The program's unlikely success gets attention from a mainstream source: Georgina Woodhouse (Helen Mirren), a horticultural celebrity (remember, this is England). A fussy but formidable figure, Georgina has floral patterns apparently on every article of clothing and even named her comely daughter Primrose (Natasha Little). Impressed by the convicts' work, she enlists their aid in other landscaping projects, while Primrose and Briggs begin falling for each other.

In true Rocky fashion, Georgina offers to sponsor the inmates in the Hampton Court Palace Flower Show, the largest outdoor garden event in the world.
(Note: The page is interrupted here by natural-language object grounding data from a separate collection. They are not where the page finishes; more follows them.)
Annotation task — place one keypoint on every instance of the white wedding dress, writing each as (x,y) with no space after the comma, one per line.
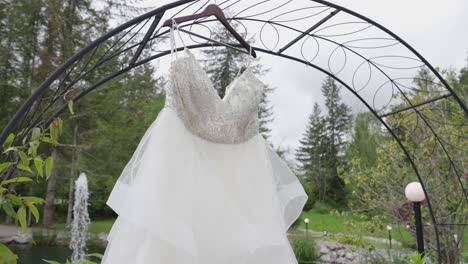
(203,186)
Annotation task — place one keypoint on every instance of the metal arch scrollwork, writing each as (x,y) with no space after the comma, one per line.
(371,62)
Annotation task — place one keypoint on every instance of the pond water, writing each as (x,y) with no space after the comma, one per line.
(30,254)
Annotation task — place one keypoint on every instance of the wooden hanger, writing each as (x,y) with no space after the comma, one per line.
(213,10)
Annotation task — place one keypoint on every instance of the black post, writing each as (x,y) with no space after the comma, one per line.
(419,227)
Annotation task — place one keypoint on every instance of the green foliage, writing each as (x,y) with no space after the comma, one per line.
(417,258)
(304,249)
(321,147)
(378,184)
(6,256)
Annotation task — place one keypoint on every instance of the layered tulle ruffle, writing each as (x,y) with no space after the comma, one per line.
(185,200)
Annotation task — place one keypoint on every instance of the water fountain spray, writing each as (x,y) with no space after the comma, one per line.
(79,229)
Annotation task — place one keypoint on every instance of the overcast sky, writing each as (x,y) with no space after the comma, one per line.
(438,30)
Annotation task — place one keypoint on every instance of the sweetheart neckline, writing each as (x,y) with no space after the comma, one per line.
(228,89)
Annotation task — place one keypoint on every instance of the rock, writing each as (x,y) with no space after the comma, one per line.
(328,258)
(332,246)
(350,256)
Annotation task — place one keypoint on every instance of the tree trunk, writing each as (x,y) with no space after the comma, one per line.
(50,196)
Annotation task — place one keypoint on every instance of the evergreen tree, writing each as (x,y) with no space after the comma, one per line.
(364,141)
(337,124)
(321,149)
(224,64)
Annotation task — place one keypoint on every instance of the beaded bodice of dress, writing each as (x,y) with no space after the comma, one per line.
(231,119)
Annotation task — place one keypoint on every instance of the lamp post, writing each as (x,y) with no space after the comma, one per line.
(415,194)
(389,229)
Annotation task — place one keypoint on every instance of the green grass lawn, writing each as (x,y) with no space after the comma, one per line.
(337,224)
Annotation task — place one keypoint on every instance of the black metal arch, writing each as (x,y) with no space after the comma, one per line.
(342,44)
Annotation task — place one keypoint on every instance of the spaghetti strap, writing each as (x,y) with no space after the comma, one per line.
(172,37)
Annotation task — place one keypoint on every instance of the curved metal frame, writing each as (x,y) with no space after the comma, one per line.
(121,41)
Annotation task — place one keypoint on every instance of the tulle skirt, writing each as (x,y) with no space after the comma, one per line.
(184,200)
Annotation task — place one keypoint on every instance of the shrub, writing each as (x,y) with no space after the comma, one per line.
(304,249)
(322,208)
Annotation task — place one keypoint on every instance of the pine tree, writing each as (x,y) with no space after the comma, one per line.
(224,64)
(364,141)
(337,124)
(321,149)
(310,154)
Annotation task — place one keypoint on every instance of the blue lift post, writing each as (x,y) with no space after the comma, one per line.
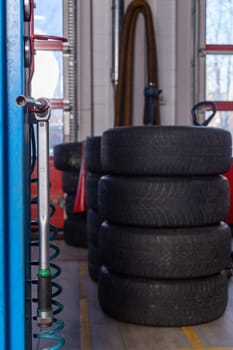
(14,184)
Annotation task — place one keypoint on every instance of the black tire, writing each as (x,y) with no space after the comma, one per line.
(92,154)
(94,221)
(69,204)
(162,302)
(165,253)
(92,181)
(93,262)
(70,181)
(67,156)
(166,150)
(75,231)
(93,271)
(164,201)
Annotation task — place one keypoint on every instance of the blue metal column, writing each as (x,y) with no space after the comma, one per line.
(14,165)
(3,327)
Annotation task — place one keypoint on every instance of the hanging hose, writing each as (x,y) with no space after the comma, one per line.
(51,333)
(47,289)
(124,90)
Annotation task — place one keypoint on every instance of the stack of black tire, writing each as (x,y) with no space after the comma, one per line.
(94,220)
(67,158)
(164,246)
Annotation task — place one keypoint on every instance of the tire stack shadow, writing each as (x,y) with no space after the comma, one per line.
(67,158)
(163,245)
(94,219)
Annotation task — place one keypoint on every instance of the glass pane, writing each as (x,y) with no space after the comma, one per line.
(48,76)
(219,82)
(55,129)
(219,22)
(48,17)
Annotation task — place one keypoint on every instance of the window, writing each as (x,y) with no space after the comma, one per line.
(47,79)
(216,58)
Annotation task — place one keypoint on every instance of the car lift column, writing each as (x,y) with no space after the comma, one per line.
(14,184)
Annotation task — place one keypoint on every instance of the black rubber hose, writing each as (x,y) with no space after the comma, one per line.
(124,91)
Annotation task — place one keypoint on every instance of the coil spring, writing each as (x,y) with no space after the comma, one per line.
(50,334)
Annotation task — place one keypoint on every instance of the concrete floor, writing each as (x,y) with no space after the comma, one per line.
(88,328)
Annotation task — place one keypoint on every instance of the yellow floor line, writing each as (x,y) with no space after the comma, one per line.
(84,312)
(193,338)
(196,342)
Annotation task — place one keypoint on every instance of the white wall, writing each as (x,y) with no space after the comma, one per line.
(165,23)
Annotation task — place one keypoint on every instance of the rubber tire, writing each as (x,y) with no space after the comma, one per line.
(93,262)
(75,232)
(67,156)
(166,303)
(165,252)
(70,181)
(94,221)
(166,150)
(92,154)
(92,182)
(164,201)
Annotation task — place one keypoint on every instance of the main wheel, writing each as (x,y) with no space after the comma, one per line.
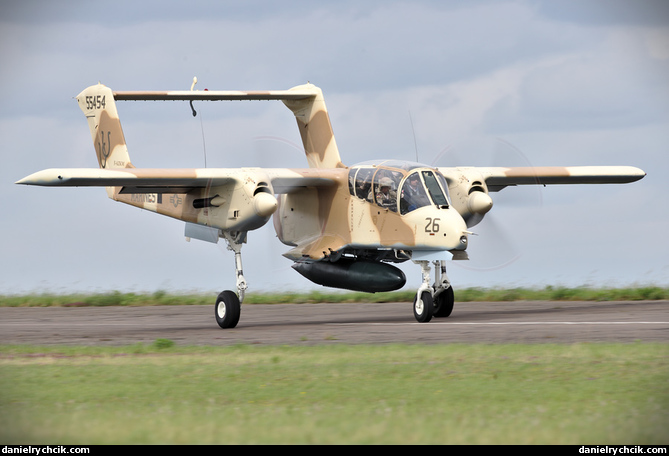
(443,305)
(423,307)
(227,309)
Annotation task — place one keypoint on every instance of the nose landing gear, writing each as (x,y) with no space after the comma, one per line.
(433,300)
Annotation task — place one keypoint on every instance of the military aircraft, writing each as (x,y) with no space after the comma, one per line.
(346,225)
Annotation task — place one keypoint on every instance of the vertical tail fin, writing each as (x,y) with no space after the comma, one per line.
(97,103)
(315,129)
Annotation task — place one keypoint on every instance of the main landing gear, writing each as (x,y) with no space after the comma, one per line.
(436,300)
(228,304)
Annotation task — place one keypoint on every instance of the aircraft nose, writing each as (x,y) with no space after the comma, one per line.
(457,236)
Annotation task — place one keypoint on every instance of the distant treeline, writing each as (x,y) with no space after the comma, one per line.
(162,298)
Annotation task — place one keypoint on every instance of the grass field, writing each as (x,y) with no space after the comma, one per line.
(384,394)
(548,293)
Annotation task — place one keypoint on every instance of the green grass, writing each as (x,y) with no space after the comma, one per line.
(548,293)
(390,394)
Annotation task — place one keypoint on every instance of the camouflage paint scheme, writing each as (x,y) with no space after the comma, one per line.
(319,211)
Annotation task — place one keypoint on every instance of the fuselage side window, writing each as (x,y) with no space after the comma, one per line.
(413,194)
(351,180)
(385,188)
(363,183)
(434,189)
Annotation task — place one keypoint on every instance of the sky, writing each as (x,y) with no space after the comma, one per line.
(446,83)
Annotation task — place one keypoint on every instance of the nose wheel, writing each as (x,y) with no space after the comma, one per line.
(435,300)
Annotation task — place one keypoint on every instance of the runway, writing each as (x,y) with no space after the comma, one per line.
(309,324)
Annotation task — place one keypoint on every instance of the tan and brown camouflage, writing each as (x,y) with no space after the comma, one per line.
(324,212)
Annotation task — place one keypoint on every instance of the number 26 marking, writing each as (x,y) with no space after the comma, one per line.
(432,225)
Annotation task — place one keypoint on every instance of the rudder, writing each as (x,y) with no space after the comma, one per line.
(98,105)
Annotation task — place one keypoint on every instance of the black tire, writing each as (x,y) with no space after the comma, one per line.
(423,307)
(227,310)
(443,305)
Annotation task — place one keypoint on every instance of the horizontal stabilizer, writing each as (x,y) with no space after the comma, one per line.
(214,95)
(148,180)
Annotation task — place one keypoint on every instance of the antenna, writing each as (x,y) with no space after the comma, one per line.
(414,136)
(204,145)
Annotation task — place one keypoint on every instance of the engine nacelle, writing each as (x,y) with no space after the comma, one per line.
(244,206)
(469,196)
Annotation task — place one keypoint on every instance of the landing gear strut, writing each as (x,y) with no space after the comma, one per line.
(433,300)
(228,304)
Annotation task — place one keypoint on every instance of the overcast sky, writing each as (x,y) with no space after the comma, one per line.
(451,83)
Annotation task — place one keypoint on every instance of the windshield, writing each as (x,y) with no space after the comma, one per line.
(383,186)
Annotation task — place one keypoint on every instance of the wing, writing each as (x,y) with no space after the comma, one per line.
(497,178)
(146,180)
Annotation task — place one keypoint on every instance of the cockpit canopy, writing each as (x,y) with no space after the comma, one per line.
(399,186)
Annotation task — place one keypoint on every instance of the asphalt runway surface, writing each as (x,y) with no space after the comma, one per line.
(310,324)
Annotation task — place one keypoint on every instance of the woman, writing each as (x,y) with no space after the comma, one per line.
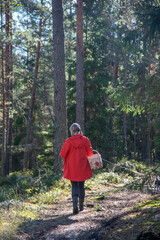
(76,167)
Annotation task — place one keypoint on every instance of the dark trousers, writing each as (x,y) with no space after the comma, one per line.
(78,189)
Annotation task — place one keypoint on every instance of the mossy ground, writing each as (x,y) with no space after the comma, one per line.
(46,213)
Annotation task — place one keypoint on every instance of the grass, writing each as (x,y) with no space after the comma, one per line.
(24,195)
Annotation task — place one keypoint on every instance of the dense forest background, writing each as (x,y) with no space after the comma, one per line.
(121,57)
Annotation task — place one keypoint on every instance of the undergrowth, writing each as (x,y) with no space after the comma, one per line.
(24,194)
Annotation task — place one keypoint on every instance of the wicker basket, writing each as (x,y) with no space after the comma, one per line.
(95,161)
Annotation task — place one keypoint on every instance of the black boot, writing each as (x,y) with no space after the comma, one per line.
(75,205)
(81,201)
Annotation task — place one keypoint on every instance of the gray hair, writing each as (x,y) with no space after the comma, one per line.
(75,127)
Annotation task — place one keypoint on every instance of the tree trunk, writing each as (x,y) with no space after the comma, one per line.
(80,67)
(135,138)
(4,139)
(7,92)
(59,82)
(10,104)
(32,102)
(124,113)
(148,138)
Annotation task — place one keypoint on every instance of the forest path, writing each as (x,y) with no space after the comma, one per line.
(110,213)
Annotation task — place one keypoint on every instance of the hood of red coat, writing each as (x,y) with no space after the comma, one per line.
(77,141)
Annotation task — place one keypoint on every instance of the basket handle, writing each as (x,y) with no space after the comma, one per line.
(96,151)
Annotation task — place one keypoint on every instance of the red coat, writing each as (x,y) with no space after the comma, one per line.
(75,151)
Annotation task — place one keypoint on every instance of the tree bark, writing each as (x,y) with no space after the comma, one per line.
(4,139)
(59,82)
(124,113)
(32,101)
(7,91)
(80,68)
(135,138)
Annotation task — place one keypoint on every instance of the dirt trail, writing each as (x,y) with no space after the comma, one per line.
(107,215)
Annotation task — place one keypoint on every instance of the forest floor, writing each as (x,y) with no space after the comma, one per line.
(111,212)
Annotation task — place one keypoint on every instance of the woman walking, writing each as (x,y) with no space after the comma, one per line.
(76,167)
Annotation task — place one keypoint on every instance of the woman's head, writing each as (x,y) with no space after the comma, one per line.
(75,128)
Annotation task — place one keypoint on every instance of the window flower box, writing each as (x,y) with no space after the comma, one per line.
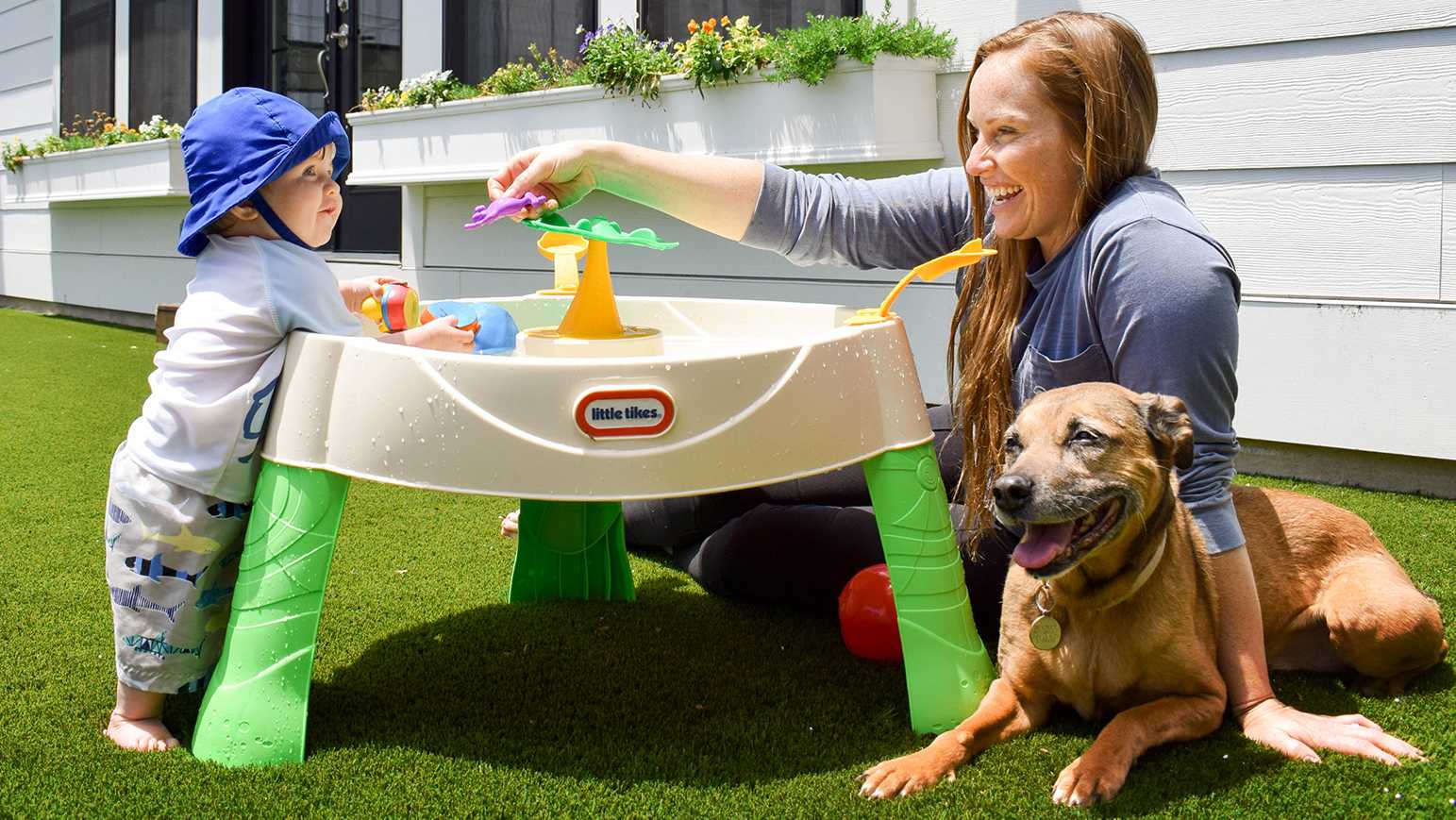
(861,112)
(150,168)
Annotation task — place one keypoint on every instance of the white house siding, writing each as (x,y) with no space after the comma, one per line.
(1316,140)
(28,54)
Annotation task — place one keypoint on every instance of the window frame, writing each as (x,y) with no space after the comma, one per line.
(136,112)
(60,66)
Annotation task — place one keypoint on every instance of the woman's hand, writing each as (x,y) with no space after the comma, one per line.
(1297,734)
(563,174)
(442,334)
(354,292)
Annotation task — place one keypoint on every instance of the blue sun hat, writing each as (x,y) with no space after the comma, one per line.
(242,140)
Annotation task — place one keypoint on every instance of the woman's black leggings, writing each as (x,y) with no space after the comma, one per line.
(799,542)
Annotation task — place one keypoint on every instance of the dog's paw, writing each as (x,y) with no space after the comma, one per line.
(1086,782)
(906,775)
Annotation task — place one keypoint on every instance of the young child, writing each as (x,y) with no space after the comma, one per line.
(260,169)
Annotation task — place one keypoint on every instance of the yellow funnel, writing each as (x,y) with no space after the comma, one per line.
(562,249)
(962,257)
(593,313)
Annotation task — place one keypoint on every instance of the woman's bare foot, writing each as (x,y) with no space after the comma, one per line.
(136,723)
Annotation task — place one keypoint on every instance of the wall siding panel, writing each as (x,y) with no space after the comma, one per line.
(26,22)
(1381,99)
(26,66)
(26,108)
(1354,376)
(1338,232)
(1448,233)
(1190,26)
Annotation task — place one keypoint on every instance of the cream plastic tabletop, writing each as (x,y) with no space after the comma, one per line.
(743,393)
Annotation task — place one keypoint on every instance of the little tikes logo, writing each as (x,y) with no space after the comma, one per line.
(621,412)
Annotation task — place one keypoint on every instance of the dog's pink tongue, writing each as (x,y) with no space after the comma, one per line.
(1042,544)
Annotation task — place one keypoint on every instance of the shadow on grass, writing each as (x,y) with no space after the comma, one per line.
(678,686)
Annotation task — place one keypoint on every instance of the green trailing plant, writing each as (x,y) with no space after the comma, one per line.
(627,61)
(716,51)
(512,79)
(99,130)
(557,72)
(810,53)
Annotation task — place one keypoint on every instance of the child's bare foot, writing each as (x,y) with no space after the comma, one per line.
(136,723)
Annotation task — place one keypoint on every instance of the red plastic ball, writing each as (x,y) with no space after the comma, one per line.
(866,615)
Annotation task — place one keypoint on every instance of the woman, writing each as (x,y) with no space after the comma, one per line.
(1102,274)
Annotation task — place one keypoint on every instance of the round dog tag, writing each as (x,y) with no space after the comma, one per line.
(1046,632)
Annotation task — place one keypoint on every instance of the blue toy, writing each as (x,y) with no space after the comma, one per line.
(494,328)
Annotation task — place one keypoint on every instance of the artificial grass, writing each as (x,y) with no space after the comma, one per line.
(434,696)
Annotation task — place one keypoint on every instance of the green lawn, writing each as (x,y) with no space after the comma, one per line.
(433,696)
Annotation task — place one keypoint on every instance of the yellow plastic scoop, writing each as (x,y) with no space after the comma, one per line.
(964,257)
(562,249)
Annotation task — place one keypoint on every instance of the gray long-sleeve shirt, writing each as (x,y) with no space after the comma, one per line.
(1142,296)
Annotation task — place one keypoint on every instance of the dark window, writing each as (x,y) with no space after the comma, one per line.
(669,18)
(299,28)
(163,60)
(484,35)
(88,59)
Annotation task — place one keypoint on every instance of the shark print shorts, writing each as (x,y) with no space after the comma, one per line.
(171,562)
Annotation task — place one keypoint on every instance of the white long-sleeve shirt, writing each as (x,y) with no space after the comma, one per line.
(214,382)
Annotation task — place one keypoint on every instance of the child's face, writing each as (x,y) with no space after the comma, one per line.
(308,198)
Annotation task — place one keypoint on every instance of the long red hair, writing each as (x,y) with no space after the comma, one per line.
(1096,75)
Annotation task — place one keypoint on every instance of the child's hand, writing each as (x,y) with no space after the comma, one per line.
(354,292)
(442,334)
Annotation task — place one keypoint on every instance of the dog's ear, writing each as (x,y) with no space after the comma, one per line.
(1168,426)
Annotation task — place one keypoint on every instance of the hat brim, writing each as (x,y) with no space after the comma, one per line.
(326,130)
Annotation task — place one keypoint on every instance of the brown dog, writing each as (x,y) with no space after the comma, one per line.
(1113,583)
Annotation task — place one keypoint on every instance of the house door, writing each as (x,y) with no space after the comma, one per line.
(324,54)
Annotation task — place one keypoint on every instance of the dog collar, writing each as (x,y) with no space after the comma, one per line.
(1142,576)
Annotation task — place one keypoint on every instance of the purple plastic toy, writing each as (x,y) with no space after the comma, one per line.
(503,207)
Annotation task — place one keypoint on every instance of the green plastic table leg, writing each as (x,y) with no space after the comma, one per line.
(257,707)
(946,669)
(571,549)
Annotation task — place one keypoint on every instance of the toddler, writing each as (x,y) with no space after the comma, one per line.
(260,171)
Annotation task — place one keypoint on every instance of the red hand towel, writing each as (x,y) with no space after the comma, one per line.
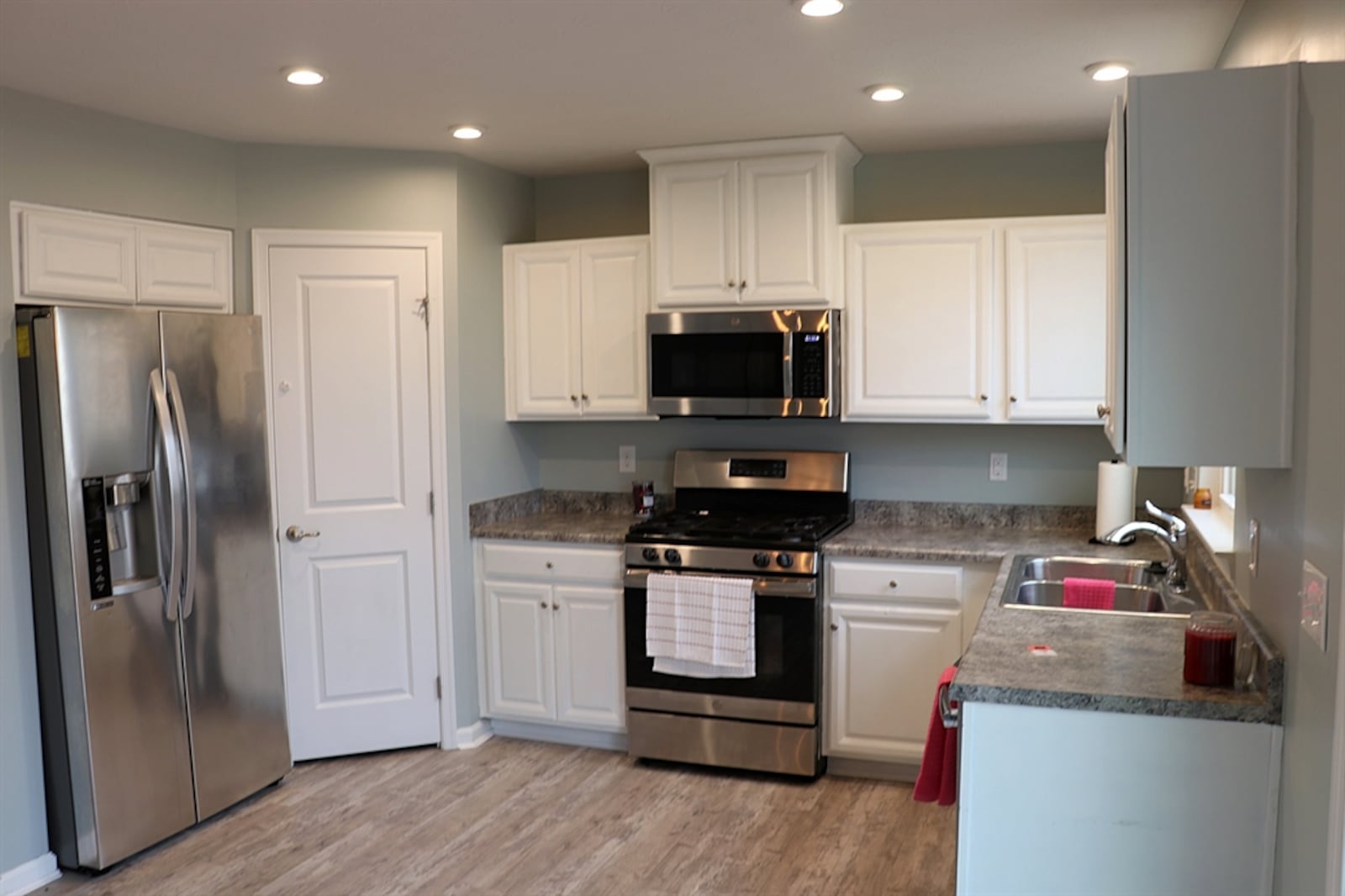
(1089,593)
(938,777)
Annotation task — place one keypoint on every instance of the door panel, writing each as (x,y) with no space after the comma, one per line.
(589,681)
(1056,319)
(518,633)
(615,299)
(235,680)
(885,662)
(783,237)
(923,342)
(696,221)
(351,407)
(544,307)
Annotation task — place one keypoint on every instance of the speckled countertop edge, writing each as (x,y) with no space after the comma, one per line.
(1105,662)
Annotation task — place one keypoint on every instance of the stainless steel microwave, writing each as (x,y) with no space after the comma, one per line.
(744,363)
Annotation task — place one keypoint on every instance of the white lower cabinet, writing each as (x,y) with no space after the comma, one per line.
(1060,802)
(892,629)
(551,636)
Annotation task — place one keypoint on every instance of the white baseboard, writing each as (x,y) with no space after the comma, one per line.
(474,735)
(560,735)
(30,876)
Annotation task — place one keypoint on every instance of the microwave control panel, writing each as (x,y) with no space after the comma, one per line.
(810,365)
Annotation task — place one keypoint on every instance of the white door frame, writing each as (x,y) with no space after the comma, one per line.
(1336,808)
(266,240)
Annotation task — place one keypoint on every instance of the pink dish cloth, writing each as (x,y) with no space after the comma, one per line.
(938,777)
(1089,593)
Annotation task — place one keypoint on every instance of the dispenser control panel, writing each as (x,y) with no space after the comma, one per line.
(96,539)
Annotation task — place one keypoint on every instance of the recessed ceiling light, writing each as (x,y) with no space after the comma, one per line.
(304,76)
(1107,71)
(884,93)
(818,8)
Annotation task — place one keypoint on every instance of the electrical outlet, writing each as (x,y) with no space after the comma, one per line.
(1313,604)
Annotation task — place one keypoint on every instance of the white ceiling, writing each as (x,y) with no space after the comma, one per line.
(580,85)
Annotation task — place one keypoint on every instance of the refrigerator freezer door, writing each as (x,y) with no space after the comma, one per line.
(230,620)
(120,689)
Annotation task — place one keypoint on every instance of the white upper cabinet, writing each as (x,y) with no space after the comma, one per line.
(920,331)
(80,257)
(1056,302)
(188,268)
(1212,192)
(1114,405)
(694,208)
(992,320)
(750,222)
(76,256)
(575,329)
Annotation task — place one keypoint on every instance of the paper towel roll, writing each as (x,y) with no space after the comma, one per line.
(1116,495)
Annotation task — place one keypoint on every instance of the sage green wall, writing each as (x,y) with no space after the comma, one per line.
(914,461)
(1300,509)
(494,208)
(57,154)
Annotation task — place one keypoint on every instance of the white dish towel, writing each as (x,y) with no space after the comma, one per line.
(701,626)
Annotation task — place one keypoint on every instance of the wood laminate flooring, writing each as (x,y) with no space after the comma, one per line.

On learning of their entry, the garden officials tut-tut at the idea of including uncouth prisoners. Though we're supposed to disdain the view of such effete swells, they have a stronger point than Greenfingers allows them. A majority of the plant-happy inmates are literally killers, yet the film consistently regards them through rose-colored glasses.

There's a seed of a significant theme here, involving the idea that a man who has taken a life now gets the chance to cultivate one, and occasionally the film addresses it head on, as when Briggs admits to his parole board that he's found a new appreciation for nature. But Greenfingers balks at digging any deeper than that, insisting on a sunny view of potentially stormy conflicts. Instead of acknowledging the families of the convicts' victims, Hershman gives us a planting montage set, shamelessly, to Tears for Fears' "Sowing the Seeds of Love."

Hershman's script fails a promising cast. In Croupier and, to a lesser extent, BMW's online commercials, Clive Owen has established himself as one of cinema's coolest customers. His cagey, James Dean quality survives the film unscathed, even when he's required to give pep talks to seedlings. And while Helen Mirren usually plays tightly wound professionals, like her "Prime Suspect" detective, it's fun seeing her give a flighty, comic performance in the kind of role that usually goes to Brenda Blethyn.

Clarke and Fogerty look like genuinely mean blokes, making their interest in gardening amusingly incongruous, but that's virtually all the movie requires of the supporting characters. Only rarely does Hershman put a clever twist in his premise, as when a prison honcho insists that the inmates arrange a rock garden for the flower show.

Greenfingers is something of a hybrid, as Hershman hails from Brooklyn by way of Los Angeles, but it lives down to a worsening standard of English comedies. Perhaps the underdog comedy reflects some aspect of the modern English character: Though they've lost their empire, they've still got their spirit. But Greenfingers simply affirms that England's cinematic model is now closer to The Bad News Bears than Merchant/Ivory.